Forecasting vs. Poker
Most of our clients refer to these 4 cornerstone qualifying elements as the Four Aces for one obvious business reason. They don't want to keep investing (gambling) more time and money on sales campaigns where they have zero Aces (meaning little or no alignment) with what a prospect wants Jim Kelly Shirt , needs, or can afford. As such, there are at least three similarities between poker and selling that are easily recognized.

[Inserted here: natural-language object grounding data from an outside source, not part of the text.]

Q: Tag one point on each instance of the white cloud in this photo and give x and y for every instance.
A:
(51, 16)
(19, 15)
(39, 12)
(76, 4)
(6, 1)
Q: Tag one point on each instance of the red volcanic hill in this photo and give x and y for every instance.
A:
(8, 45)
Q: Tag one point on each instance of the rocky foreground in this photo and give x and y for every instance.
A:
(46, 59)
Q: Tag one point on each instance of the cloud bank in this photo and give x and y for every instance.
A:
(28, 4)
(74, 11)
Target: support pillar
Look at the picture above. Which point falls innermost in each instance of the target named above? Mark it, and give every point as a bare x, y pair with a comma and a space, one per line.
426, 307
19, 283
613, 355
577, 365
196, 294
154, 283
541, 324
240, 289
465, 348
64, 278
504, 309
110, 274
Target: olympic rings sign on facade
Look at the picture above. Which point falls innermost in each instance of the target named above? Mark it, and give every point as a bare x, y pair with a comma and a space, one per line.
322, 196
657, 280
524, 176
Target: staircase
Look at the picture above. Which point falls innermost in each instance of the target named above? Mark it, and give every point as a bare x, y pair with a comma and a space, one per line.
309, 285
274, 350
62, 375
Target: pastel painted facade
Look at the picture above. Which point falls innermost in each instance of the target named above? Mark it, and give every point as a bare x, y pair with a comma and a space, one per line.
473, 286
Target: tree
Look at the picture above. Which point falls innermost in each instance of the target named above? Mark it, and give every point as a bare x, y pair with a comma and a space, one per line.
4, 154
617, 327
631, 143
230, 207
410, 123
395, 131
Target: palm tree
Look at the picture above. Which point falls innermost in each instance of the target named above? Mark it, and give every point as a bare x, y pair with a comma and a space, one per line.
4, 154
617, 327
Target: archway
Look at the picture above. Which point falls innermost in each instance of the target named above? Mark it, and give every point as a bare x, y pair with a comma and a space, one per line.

The three similarities are:
e are no guaranteed outcomes--everything invested is at risk.
e is only one winner.
you draw a bad hand in poker, the wise decision is to minimize your loss and fold. The same applies in sales John Miller Shirt , but if your sales reps don't know the reality of your position in the deal (as in how to qualify), they will always push to keep you in the game. I have lost count of the number of times I have heard reps say, "I don't know what our chances are for getting this business but I know what they are if we pull out."
Like in poker, #3 is the only one you can manage - the first two are simply rules of the game. That is why the Critical Qualifying Questions (CQQ's) are so important. CQQ's are not only the basis of our Bankable Forecast Process Shaq Lawson Shirt , they are also the roadmap for achieving both the shortest possible sales cycles and the lowest selling costs. Today's economy requires qualifying skills to know as soon as possible when an 'opportunity' is not an opportunity for the business. Any sales rep can stay in a deal to the dead end - the CQQ based forecast process is specifically designed to eliminate that behavior and the related costs.